Au reste, quoiqu’il suive une méthode nouvelle, il prend un grand soin de démontrer que ses sentiments sont les mêmes que ceux des premiers et des plus excellents auteurs qui ont traité ce même sujet ; il cite tous les plus considérables d’entre eux avec la dernière exactitude. En quoi il a cet avantage que si leurs livres étaient perdus, il suffirait d’avoir le sien pour en retrouver les plus importants.
Il explique nettement et naturellement, sans s’écarter du chemin qu’il s’est prescrit, ce qu’il y a de plus difficile dans la matière qu’il a entrepris, comme la vérité de la Pierre, l’unité de la Pierre, la signification des noms étranges et différents qui lui ont été donnés, la manière dont la nature unit avec douceur les choses les plus contraires, et l’aversion qu’elle a pour toute sorte de violence. Il donne plus intelligiblement Qu’aucun autre n’a jamais fait, le régime de l’œuvre des philosophes. Il dit les causes pourquoi leurs vaisseaux se cassent quelques fois, et les moyens d’empêcher ce malheur. Il décrit les qualités des éléments, leurs effets, leurs différences, la production naturelle, et les diverses matrices du sel, du soufre, et du mercure ; tout cela sans rien avancer que sur des démonstrations géométriques, ou sur des expériences de chimie.
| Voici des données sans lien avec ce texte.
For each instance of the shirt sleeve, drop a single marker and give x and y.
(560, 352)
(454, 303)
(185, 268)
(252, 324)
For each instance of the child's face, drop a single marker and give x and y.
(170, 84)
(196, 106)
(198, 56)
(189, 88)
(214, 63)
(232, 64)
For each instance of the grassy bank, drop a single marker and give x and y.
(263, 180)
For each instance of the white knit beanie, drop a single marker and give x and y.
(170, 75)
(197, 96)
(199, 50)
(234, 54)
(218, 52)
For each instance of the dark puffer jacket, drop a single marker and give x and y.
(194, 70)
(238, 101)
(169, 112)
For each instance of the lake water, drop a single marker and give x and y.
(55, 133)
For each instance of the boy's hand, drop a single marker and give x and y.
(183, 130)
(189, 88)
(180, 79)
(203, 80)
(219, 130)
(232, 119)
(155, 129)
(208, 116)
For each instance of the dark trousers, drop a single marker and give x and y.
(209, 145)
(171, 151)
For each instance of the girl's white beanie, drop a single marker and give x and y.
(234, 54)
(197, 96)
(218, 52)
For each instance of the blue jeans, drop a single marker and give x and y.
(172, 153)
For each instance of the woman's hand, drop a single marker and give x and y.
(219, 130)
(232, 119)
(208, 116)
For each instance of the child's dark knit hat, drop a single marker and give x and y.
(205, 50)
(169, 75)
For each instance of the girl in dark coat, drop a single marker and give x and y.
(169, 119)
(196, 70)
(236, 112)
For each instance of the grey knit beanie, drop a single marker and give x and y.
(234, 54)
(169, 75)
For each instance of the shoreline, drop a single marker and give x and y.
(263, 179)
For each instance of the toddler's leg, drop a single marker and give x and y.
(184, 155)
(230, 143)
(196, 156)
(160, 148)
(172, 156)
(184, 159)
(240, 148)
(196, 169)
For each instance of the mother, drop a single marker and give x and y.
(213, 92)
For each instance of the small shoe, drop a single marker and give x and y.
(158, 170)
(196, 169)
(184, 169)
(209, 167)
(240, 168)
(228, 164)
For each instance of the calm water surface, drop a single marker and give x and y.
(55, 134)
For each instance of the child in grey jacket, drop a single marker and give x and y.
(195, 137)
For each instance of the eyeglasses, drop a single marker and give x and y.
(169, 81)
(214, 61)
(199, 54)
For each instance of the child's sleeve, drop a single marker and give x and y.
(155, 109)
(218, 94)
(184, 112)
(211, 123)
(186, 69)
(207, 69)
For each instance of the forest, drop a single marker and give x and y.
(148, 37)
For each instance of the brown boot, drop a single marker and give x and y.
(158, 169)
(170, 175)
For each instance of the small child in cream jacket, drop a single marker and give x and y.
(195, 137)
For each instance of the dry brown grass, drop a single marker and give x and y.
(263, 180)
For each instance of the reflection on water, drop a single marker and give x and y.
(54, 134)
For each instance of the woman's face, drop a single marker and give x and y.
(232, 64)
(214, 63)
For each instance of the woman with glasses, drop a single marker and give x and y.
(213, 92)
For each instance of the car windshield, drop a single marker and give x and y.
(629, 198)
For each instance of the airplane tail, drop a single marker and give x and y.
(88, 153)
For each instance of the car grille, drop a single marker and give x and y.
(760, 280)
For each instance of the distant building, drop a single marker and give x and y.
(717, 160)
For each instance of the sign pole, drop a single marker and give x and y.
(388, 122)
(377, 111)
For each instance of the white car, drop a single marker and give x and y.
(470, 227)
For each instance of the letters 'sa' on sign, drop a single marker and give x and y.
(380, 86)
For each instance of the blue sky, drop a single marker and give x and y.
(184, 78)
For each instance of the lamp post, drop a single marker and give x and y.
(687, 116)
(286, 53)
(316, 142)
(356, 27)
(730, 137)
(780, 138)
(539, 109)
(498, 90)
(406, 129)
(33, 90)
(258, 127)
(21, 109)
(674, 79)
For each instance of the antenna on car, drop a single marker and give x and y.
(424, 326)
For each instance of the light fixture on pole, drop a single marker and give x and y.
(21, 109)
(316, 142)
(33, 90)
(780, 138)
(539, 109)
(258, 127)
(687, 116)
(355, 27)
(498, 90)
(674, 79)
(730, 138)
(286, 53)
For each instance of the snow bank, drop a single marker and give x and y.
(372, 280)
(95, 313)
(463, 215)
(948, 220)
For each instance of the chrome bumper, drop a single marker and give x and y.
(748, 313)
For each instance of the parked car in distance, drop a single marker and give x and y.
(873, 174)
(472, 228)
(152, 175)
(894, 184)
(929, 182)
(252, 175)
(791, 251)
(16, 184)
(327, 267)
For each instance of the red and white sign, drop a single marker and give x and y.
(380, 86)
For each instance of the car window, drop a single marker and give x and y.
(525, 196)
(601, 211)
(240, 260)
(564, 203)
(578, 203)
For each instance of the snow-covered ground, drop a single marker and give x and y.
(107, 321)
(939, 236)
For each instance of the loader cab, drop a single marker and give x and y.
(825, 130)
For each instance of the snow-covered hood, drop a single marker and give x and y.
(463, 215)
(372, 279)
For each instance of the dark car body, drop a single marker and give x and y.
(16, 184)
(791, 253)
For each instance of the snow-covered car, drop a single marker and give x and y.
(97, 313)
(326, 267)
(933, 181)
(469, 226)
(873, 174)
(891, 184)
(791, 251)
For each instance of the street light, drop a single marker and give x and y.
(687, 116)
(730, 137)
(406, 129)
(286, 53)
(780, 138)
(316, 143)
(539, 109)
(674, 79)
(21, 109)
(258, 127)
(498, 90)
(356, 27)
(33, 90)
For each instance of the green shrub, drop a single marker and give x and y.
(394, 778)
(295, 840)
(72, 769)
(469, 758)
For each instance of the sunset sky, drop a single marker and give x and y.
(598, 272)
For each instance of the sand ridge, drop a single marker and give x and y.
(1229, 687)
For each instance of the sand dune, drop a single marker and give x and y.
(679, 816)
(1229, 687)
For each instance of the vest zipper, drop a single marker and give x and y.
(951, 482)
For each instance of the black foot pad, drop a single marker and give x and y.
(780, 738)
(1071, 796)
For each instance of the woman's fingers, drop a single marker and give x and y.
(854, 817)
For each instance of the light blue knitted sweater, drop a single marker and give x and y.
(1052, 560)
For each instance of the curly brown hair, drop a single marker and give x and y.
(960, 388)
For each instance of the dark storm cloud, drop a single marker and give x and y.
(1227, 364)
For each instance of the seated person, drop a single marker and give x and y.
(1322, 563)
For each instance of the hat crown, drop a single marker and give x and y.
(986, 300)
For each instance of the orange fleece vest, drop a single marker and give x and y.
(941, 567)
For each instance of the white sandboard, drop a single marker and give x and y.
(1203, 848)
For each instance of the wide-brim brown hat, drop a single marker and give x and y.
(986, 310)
On trouvera surtout dans ce livre des choses recherchées et nouvelles sur les œufs et la génération des animaux, sur les divers feux qui se trouvent dans leurs substances, et dans celle des végétaux, et des minéraux : sur la nature des feux souterrains, sur leurs causes et sur leurs effets, tels que sont les tremblements de terre, et sur les diverses sortes de terre qui sont dans le monde ; sur les moyens de tirer le soufre fixe du corps des animaux, et des végétaux, et même du corps des métaux ; sur les sels tant fixes que volatils : Enfin joignant partout la pratique à la théorie, il enseigne d’une manière si nette, que tous le monde les peut faire facilement.
On en jugera par celle-ci, dont il ne parle seulement que par occasion, et en passant. C’est la composition de l’or tonnant, dont peu de grains font autant de bruit que plusieurs livres de poudre à canon. Il ne faut pour le faire que dissoudre de l’or avec de l’eau régale, le précipiter par un esprit d’urine, bien dulcifier le précipité avec de l’eau commune, et le sécher ensuite avec prudence, de peur qu’il n’arrive du malheur en le séchant, parce qu’étant sec il se fond comme la cire, et que c’est en se fondant qu’il fait son opération. Il y a ainsi dans ce livre plusieurs autres manière de faire des opérations, parmi lesquelles quelques unes étoient inconnues jusqu’à présent.
Pour l’auteur, on ne le connoit point. Il a pris un grand soin de se cacher, suivant la coutume de ses semblables ; et tout ce que nous en savons, c’est que c’est un philosophe étranger, et que ces mots qui se lisent au frontispice du livre :
sont l’anagramme de son nom. Mais pour le style on voit sans peine qu’il n’est non seulement pas d’un étranger, mais pas même d’un philosophe alchimiste. Car on remarque que tous les livres du moins François, de ceux de cet art, sont ordinairement d’un style plus châtié, grossier et embarrassant, soit que cela vienne de ce que ces messieurs sont accoutumés à lire de pareils livres, soit que l’application qu’ils ont à leur matière les empêche de prendre garde aux expressions : au lieu que celui-ci est écrit très purement, avec beaucoup de politesse, et une grande netteté. Aussi a–t-on sut que c’est Monsieur l’abbé de Saint Ussans qui a prêté sa plume pour le mettre en l’état ou il paroit.